La dame de Cirey, qui a été aussi alarmée que moi, vous demande la permission de vous témoigner sa joie et son attachement respectueux.

Vivez, sire, vivez, grand homme, et puissé-je vivre pour venir encore une fois baiser cette main victorieuse qui a fait et écrit de quoi aller à la postérité la plus reculée ! Vivez, vous qui êtes le plus grand homme de l’Europe, et que j’oserai aimer tendrement jusqu’à mon dernier soupir, malgré le profond respect qui empêche, dit-on, d’aimer.

  1. Variante de l’édition de Kehl :
    Elle trembla quand elle vit
    Ce grand homme qui réunit
    Les dons d’Orphée et ceux d’Alcide.
    Doublement elle vous craignit ;
    Et, jetant son ciseau perfide,
    Chez ses sœurs elle s’en alla,
    Et pour vous le trio fila
    Une trame toute nouvelle,
    Brillante, dorée, immortelle,
    Et la même que pour Louis,
    Car vous êtes tous deux amis ;
    Tous deux vous forcez des murailles,
    Tous deux vous gagnez des batailles
    Contre les mêmes ennemis ;
    Vous régnez sur des cœurs soumis,
    L’un, à Berlin ; l’autre, à Versailles.

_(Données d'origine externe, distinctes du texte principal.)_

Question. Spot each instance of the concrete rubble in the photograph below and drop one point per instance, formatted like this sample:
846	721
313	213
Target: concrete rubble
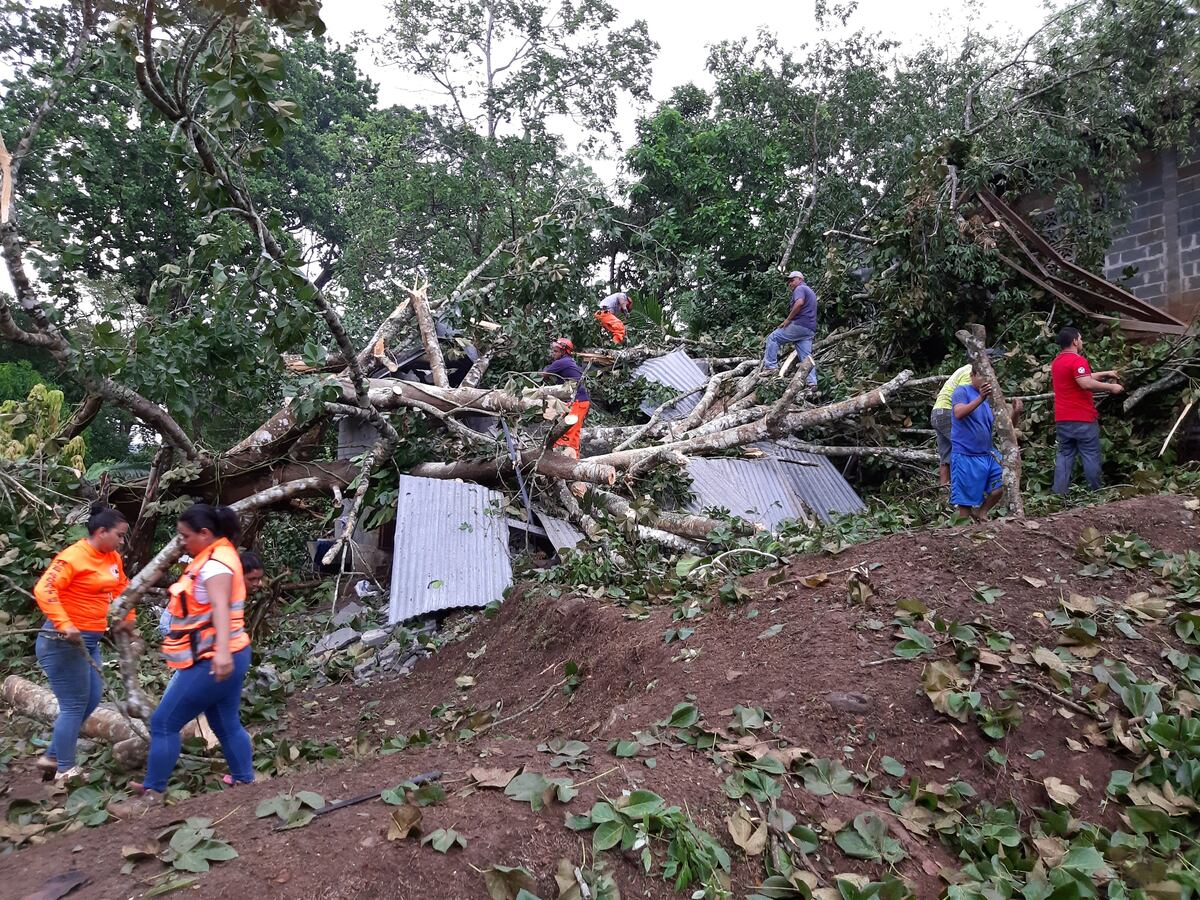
375	651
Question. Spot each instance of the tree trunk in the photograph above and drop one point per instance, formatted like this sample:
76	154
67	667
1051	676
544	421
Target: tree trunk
137	703
430	337
976	341
903	454
552	465
681	523
37	702
759	430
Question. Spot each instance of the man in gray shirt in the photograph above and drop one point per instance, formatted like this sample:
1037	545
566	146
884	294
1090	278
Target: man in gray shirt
797	329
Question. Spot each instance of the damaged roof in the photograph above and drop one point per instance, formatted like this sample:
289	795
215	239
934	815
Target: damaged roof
679	372
816	481
451	547
785	485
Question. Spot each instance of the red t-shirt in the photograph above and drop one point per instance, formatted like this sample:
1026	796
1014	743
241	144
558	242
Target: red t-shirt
1072	403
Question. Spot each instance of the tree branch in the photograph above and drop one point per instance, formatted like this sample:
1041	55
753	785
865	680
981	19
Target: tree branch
976	341
429	335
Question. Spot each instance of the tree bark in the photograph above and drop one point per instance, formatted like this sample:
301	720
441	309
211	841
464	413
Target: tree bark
1163	384
682	525
903	454
793	388
715	384
552	465
136	702
130	744
429	336
479	367
759	430
976	341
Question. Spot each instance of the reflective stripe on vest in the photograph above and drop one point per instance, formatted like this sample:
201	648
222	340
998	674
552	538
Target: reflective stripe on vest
192	635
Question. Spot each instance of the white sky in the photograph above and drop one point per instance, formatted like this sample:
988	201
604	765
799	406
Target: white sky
684	29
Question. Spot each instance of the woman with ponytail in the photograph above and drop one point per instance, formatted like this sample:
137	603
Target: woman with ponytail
205	642
75	593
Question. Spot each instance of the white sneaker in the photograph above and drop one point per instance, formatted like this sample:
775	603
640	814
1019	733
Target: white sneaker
46	765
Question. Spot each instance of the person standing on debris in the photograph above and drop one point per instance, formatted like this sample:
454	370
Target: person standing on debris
209	649
797	329
606	315
976	477
75	593
941	417
1077	421
564	367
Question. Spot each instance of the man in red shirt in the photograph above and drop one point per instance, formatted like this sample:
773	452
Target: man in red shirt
1074	411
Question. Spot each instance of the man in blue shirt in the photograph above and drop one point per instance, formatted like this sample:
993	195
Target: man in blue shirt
976	477
798	328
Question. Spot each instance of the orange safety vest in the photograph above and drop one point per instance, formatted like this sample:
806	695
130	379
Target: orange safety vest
192	636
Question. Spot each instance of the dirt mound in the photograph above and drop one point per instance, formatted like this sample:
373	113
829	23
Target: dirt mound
816	660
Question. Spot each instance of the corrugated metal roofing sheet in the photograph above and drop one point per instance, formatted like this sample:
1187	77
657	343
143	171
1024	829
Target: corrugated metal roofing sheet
679	372
773	490
755	490
451	547
819	484
559	532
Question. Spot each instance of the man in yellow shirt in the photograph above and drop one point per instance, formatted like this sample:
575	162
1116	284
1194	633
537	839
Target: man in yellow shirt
942	415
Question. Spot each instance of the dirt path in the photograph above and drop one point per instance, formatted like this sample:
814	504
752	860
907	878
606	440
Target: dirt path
799	653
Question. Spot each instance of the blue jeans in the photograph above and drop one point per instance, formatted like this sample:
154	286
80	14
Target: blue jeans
190	693
797	334
1080	439
76	685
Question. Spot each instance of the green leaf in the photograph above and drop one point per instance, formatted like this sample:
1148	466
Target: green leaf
684	715
429	795
505	882
1149	820
624	749
171	886
313	801
443	839
395	796
642	803
528	787
915	643
826	777
868	838
607	835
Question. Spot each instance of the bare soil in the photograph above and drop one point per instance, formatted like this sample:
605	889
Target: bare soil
814	677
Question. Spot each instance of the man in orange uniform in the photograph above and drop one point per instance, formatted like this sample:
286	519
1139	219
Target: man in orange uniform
607	317
75	593
564	367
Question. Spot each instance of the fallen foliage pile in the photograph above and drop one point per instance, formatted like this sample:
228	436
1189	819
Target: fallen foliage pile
997	711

    Tous deux un jour… mais je finis ;
    Il est trop aisé de déplaire
    Quand on parle aux rois trop longtemps ;
    Comparer deux héros vivants
    N’est pas une petite affaire.
  2. Jean V. — Selon Voltaire, les fêtes de ce prince étaient des processions, et ses maîtresses des religieuses. On lit dans l’Histoire des confesseurs des empereurs, des rois, et d’autres princes, par M. Grégoire, ancien évêque de Blois, page 249, que Jean V « avait établi son sérail au couvent des religieuses d’Odivelas, à deux lieues de Lisbonne ; et, comme il avait éprouvé des attaques d’apoplexie qui pouvaient
    se renouveler d’une manière fâcheuse, quand il allait à Odivelas il était
    suivi d’un prêtre qui portait les saintes huiles pour l’administrer, en cas de besoin ». Les jésuites furent tout-puissants sous le règne de ce prince, mort en 1750. (Cl.)
  3. Voyez le troisième alinéa de la lettre 1846.